Online recruiting service Jobster said Wednesday that it will
lay off 60 employees—about 40 percent of its workforce—as part of a corporate
reorganization.
Ending days of speculation, Jobster chief executive Jason
Goldberg announced the job cuts and portrayed them as part of a push to become
profitable. The company aims to generate positive cash flow this year, partly by
shifting away from in-person sales and support. The Seattle-based firm will rely
on phone sales and support as well as its Web site, and focus its energies on
developing new technology, Goldberg said.
“Jobster’s customers consistently report that they derive the
most value when our technology helps them match with hard-to-find candidates,”
Goldberg wrote in a blog posting Wednesday. “Accordingly, we are choosing
to further focus our resources in 2007 on building innovative technology that
helps our customers better locate those hard- to-find-candidates while creating
a unique online environment for job seekers.”

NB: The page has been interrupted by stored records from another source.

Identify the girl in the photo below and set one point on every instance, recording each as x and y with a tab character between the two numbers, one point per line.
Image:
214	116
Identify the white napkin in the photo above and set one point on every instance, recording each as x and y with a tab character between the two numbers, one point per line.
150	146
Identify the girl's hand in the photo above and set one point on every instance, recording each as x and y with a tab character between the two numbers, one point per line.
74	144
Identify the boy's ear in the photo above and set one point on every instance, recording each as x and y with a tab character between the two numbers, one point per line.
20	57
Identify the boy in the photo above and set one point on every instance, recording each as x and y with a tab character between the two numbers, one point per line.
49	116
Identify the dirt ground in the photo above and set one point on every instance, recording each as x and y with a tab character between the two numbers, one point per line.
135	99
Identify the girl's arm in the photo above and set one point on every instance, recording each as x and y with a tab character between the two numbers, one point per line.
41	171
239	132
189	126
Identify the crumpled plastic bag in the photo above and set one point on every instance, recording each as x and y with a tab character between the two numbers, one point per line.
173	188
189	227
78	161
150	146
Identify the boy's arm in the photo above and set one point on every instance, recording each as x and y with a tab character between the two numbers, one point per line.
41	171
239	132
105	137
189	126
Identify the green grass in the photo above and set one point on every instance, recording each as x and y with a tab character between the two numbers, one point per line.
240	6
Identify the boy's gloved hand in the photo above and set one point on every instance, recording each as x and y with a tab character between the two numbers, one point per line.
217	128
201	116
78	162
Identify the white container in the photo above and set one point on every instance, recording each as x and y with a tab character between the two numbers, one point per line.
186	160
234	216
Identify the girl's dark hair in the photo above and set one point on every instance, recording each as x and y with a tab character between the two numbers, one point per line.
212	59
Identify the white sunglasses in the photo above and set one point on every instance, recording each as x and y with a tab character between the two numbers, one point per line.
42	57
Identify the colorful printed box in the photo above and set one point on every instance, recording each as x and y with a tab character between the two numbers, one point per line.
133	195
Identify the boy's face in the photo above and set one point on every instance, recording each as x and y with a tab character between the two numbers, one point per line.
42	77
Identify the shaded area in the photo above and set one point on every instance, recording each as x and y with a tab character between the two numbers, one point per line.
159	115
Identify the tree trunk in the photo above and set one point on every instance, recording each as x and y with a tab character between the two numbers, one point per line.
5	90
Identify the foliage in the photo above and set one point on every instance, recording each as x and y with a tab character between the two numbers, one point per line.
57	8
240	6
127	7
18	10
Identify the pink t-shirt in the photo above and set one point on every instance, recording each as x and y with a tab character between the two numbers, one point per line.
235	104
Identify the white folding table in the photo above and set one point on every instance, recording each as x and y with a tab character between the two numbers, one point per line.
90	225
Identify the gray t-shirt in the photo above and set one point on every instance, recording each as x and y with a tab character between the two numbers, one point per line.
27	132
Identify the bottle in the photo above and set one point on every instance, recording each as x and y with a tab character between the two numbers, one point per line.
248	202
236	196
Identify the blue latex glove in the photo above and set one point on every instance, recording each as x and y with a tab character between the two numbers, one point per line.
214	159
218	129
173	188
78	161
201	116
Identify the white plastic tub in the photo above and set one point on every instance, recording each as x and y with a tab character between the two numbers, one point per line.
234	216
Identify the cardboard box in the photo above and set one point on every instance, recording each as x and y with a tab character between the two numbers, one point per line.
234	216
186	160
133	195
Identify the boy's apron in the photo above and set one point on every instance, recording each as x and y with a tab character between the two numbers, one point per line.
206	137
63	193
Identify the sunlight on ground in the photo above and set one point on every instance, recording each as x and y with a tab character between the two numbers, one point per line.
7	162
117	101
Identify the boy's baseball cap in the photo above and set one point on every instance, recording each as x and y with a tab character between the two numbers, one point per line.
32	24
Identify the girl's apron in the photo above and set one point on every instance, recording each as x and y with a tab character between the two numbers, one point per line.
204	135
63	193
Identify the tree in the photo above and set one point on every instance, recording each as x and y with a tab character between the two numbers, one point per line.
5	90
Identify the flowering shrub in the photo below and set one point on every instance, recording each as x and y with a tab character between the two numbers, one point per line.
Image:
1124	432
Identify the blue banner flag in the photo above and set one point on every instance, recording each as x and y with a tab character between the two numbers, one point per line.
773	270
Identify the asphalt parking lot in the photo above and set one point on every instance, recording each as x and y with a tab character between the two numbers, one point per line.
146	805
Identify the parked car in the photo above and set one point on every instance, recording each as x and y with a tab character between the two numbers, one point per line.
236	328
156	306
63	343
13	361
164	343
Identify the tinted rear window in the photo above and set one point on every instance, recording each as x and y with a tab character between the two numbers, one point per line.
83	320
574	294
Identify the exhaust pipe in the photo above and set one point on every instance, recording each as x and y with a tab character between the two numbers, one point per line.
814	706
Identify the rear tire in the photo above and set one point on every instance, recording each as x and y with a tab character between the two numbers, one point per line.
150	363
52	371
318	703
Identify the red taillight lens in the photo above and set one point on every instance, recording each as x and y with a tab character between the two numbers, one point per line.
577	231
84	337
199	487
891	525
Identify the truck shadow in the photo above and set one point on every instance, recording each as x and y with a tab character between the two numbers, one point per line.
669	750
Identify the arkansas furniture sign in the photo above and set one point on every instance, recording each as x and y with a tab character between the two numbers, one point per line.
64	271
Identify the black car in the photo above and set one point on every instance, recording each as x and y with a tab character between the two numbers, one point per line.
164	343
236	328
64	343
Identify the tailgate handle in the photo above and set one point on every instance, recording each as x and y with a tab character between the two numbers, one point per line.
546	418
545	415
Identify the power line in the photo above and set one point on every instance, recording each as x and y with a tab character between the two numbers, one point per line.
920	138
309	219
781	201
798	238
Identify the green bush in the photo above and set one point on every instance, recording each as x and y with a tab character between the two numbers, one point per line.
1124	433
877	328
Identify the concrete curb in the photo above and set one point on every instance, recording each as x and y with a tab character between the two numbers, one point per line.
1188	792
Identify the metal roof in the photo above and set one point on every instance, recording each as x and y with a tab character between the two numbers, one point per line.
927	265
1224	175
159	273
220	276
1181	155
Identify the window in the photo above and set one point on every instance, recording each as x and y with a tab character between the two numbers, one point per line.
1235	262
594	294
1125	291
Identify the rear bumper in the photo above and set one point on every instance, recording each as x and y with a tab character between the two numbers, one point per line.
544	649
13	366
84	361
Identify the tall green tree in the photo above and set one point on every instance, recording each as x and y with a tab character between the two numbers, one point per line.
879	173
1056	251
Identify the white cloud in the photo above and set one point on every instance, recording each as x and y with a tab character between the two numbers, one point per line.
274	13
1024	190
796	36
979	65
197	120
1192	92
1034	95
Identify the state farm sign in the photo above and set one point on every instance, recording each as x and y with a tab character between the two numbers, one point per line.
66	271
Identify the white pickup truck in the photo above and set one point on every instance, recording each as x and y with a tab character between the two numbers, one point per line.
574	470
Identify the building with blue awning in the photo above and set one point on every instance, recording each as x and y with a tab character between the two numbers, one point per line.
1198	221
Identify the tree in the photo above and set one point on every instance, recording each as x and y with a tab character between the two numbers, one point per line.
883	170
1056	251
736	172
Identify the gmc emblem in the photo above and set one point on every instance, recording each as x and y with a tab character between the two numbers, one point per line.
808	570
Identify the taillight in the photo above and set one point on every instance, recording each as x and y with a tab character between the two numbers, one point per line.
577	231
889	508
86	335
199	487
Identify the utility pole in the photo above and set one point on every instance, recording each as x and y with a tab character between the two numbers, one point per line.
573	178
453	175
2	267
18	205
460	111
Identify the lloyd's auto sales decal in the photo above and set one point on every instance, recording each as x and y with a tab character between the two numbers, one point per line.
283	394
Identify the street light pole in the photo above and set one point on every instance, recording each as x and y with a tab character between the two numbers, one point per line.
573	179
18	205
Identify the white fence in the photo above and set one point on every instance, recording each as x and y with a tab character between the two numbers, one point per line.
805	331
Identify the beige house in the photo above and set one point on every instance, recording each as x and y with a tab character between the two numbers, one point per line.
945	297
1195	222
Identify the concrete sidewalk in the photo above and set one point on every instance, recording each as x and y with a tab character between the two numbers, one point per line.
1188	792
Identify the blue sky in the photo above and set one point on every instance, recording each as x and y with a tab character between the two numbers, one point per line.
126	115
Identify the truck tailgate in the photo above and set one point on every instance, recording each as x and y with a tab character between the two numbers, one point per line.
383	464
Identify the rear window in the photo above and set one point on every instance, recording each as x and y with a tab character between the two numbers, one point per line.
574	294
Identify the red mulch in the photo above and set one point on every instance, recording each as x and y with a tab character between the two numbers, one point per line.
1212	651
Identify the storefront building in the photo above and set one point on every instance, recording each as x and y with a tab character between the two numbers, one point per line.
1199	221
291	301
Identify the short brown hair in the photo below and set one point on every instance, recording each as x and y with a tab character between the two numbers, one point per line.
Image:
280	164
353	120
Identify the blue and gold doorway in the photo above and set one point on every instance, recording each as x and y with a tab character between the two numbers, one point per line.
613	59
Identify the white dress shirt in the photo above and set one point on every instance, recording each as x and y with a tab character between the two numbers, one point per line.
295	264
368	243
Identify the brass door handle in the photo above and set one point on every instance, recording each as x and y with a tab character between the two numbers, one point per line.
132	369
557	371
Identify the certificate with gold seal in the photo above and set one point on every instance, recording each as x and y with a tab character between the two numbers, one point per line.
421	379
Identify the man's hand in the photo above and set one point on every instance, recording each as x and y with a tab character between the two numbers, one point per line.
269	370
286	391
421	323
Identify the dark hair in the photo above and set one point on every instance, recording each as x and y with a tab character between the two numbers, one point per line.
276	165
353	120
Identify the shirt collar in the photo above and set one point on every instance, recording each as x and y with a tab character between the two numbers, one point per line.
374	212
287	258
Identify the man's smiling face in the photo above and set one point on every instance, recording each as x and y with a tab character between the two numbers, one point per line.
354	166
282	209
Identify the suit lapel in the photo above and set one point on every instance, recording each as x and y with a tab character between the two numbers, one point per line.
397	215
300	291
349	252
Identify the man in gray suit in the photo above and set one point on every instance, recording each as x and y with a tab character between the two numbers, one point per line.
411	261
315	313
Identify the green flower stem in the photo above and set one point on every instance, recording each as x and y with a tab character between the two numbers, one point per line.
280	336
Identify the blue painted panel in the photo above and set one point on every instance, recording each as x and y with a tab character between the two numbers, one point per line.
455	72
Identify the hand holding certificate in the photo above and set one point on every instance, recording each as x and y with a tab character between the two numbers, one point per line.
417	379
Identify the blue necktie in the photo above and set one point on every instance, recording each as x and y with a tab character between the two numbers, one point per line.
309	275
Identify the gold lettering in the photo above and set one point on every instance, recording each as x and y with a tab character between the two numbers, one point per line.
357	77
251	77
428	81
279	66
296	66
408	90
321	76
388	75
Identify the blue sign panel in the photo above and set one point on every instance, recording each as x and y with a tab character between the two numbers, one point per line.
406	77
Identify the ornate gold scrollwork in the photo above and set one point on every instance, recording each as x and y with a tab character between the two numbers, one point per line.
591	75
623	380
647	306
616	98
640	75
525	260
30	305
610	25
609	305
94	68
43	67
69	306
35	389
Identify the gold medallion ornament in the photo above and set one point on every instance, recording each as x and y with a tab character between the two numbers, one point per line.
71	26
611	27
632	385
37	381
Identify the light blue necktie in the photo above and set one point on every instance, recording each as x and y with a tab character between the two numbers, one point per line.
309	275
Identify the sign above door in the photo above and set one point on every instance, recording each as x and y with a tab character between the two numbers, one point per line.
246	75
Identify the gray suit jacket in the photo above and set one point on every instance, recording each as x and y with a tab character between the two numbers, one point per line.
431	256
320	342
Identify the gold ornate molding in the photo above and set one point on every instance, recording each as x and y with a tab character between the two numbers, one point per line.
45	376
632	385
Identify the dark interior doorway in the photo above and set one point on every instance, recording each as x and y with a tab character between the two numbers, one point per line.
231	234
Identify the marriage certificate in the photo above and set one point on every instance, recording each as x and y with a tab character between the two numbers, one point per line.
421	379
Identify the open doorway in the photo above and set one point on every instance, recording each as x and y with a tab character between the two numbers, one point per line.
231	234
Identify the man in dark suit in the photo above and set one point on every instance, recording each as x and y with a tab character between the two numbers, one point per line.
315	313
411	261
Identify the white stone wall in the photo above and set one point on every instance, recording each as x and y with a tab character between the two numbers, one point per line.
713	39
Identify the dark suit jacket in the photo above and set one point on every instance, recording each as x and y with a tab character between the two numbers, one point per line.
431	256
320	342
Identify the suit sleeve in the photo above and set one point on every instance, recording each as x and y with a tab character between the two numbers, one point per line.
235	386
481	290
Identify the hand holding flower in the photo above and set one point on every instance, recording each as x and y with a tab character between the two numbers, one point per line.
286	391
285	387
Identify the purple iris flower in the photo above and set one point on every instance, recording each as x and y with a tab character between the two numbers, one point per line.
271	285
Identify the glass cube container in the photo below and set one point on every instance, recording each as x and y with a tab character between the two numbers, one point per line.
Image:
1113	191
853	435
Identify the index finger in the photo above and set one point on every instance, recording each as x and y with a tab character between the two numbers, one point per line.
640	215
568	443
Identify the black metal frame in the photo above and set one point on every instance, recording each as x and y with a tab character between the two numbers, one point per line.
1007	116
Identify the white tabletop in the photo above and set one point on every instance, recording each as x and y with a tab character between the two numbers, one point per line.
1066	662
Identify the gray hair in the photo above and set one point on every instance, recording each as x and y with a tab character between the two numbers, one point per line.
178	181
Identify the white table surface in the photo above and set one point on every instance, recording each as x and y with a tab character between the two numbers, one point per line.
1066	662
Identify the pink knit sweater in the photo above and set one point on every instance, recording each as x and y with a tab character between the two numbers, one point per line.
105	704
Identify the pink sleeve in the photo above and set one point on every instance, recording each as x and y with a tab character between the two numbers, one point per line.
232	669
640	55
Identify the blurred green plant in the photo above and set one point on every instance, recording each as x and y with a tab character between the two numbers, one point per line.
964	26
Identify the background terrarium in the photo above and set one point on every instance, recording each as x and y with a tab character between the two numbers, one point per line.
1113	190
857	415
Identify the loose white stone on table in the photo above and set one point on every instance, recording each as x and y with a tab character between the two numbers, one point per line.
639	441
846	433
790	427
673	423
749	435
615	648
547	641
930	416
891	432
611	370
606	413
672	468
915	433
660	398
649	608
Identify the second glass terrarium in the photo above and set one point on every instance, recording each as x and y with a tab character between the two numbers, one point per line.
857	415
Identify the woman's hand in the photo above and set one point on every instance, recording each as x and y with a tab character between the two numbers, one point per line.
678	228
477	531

Jobster has earned praise for its service, which combines
elements of social networking with job posting capability. Among the products
Jobster offers is software that makes it easy for a firm to ask its employees
for the names of the top colleagues they’ve worked with in the past, as well as
technology for asking those referrals if they’d like to learn more about the
company. Jobster software also is designed to help companies distribute job ads
via e-mail—messages that can be forwarded easily to others and tracked by the
employer.
Companies have been buying up recruiting software products as
part of a greater focus on talent management. Using social networking technology
for recruiting remains experimental but is seen as promising.
Goldberg said that his three-year-old company, which has
raised $48 million in funding from investors, is not low on cash. Nor is it
struggling to snag customers, he said. Although Goldberg conceded adoption by
large organizations was slower than anticipated last year, Jobster signed up
more than 500 customers for paid recruiting services in 2006. The company’s
revenue grew by 482 percent last year.
The bulk of the employees affected by the layoff are involved
in in-person sales and support efforts, Goldberg said. Four executives also were
laid off, including Brad Kendall, senior vice president of sales.